Merasa kesal, Seana pun mengikuti. Setelah menutup mata, indra pendengarannya terasa tajam. Suara deru mesin dan bunyi klakson di sepanjang jalan raya terdengar jelas.

Sekonyong-konyong, Seana pun mulai merasakan angin berhembus lembut yang perlahan-lahan berubah menjadi dingin, hening dan sepi.

"Buka matamu," titah Rexilan.

Menurut, Seana pun perlahan-lahan membuka matanya. Secara samar-samar, sebuah bangunan serba hitam berdiri megah di depan matanya. Semakin terlihat jelas, pupil mata Seana terbelalak lebar.

"Rumah tua?!" jerit Seana yang mana langsung berpaling ke Rexilan.

"Kastil Seana," tukas Rexilan dengan muka masam. "Ini kastil ayahku—"

"Rexilan!
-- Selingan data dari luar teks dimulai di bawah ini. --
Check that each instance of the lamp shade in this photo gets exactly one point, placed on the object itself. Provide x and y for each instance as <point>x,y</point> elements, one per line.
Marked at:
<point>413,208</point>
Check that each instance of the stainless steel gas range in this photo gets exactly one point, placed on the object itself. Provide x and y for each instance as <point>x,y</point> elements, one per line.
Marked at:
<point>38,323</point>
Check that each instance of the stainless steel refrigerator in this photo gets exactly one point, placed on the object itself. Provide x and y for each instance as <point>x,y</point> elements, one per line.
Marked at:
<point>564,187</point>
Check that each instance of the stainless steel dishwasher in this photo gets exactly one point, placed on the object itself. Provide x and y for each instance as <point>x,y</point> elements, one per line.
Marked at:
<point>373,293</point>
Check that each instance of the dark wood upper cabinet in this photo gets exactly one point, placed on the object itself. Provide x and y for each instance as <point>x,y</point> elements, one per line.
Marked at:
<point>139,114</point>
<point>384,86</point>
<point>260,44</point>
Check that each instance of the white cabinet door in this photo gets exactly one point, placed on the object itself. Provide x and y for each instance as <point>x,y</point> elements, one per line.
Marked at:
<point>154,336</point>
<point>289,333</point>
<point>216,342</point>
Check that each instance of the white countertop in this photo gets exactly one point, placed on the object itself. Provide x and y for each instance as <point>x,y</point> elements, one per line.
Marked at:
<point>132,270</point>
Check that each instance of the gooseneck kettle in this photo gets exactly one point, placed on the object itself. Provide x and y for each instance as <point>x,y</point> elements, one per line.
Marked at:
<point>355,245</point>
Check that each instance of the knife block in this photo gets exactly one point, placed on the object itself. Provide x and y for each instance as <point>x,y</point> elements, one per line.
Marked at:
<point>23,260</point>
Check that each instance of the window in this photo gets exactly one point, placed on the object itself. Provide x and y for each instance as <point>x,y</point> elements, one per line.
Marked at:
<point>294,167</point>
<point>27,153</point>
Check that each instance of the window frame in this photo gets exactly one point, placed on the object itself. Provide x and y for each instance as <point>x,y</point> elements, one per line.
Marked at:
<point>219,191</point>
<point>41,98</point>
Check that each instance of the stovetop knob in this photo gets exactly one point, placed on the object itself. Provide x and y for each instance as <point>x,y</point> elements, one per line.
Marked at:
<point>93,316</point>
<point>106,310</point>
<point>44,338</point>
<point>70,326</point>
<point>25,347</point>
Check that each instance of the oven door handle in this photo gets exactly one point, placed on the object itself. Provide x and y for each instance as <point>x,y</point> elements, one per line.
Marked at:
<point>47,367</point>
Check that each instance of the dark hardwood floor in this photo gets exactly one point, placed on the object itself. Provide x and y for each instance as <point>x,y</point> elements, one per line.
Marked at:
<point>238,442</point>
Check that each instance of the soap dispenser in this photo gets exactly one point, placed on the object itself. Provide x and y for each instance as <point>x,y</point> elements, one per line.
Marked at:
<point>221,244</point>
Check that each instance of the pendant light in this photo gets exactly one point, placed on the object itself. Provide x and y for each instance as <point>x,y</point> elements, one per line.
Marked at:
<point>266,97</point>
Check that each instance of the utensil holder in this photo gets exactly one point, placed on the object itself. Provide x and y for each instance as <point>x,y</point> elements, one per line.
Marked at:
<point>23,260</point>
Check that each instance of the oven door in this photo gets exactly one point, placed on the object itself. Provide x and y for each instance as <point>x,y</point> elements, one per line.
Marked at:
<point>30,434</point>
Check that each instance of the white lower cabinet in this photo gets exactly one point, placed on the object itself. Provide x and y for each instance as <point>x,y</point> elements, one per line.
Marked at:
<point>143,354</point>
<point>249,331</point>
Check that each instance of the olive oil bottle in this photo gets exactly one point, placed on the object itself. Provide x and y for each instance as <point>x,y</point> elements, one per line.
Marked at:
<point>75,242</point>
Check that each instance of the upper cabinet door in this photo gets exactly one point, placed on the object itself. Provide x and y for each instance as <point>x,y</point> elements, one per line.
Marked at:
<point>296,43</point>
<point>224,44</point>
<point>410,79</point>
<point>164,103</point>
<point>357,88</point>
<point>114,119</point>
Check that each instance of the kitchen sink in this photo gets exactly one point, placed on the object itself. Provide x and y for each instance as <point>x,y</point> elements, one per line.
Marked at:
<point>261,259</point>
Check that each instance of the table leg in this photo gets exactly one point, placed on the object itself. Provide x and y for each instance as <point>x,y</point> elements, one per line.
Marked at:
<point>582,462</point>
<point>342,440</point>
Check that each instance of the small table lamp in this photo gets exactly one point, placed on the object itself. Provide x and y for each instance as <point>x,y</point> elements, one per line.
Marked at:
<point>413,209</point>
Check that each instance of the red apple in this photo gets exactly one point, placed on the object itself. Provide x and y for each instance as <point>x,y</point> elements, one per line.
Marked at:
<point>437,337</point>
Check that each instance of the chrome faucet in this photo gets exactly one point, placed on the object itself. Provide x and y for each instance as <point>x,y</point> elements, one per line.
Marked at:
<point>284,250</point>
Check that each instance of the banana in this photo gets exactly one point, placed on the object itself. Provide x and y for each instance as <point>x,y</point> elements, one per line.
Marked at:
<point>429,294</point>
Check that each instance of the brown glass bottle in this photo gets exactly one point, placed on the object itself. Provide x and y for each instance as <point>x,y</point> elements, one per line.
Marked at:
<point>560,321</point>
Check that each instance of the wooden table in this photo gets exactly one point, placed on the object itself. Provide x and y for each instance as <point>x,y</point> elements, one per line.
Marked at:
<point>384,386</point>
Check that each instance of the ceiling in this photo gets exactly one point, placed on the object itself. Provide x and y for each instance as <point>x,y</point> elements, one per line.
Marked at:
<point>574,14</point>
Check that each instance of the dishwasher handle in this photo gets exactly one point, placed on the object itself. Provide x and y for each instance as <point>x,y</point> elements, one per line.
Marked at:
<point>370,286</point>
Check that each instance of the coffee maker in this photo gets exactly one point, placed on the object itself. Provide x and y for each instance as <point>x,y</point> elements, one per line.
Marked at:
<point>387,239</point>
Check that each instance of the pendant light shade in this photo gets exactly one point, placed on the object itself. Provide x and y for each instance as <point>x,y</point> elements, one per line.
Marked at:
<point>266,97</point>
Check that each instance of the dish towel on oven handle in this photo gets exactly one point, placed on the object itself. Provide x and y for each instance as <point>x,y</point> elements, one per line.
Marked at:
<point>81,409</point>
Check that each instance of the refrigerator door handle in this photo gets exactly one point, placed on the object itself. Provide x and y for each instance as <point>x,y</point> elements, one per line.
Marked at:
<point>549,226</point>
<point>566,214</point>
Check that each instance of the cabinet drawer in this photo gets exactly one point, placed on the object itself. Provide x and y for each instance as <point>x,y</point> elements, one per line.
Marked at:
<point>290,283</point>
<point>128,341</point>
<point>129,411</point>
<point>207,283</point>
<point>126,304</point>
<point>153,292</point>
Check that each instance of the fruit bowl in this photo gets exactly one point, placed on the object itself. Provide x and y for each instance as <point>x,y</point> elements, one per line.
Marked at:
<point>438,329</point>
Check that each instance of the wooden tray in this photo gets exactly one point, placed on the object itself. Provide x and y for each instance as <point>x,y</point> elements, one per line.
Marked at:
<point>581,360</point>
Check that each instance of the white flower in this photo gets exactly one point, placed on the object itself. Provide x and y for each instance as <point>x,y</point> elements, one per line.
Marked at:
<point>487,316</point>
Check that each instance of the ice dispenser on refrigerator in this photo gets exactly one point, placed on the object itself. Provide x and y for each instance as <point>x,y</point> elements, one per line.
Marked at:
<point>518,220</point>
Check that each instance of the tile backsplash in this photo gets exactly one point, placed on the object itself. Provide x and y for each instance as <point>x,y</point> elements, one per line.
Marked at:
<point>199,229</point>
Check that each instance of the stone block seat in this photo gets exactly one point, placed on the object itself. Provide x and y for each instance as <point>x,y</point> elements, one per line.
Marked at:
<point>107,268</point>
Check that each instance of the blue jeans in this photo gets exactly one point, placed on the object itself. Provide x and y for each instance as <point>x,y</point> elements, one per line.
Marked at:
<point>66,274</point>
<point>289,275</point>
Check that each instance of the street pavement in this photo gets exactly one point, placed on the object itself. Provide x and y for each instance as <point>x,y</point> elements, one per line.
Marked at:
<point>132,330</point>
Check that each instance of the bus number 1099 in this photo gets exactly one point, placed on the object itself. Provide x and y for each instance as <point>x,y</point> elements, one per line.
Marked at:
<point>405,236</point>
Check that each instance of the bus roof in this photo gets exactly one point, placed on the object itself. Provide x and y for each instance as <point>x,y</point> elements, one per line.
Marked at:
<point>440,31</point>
Oy Rexilan!"

Kalimat Rexilan terpotong, seorang pria dewasa nampak berlari-lari kecil menuruni undakan anak tangga. Manik matanya yang merah menatap bahagia Rexilan serta Seana.

"Sudah kutunggu," ujarnya semringah

"River," sindir Rexilan datar

Seana nampak tertengun menatap River. Pemuda itu justru cengar-cengir menatapnya.

"Memang ya, pesona manusia gak ada yang lawan. Pilihanmu bagus juga. Eh, selera," ralat River.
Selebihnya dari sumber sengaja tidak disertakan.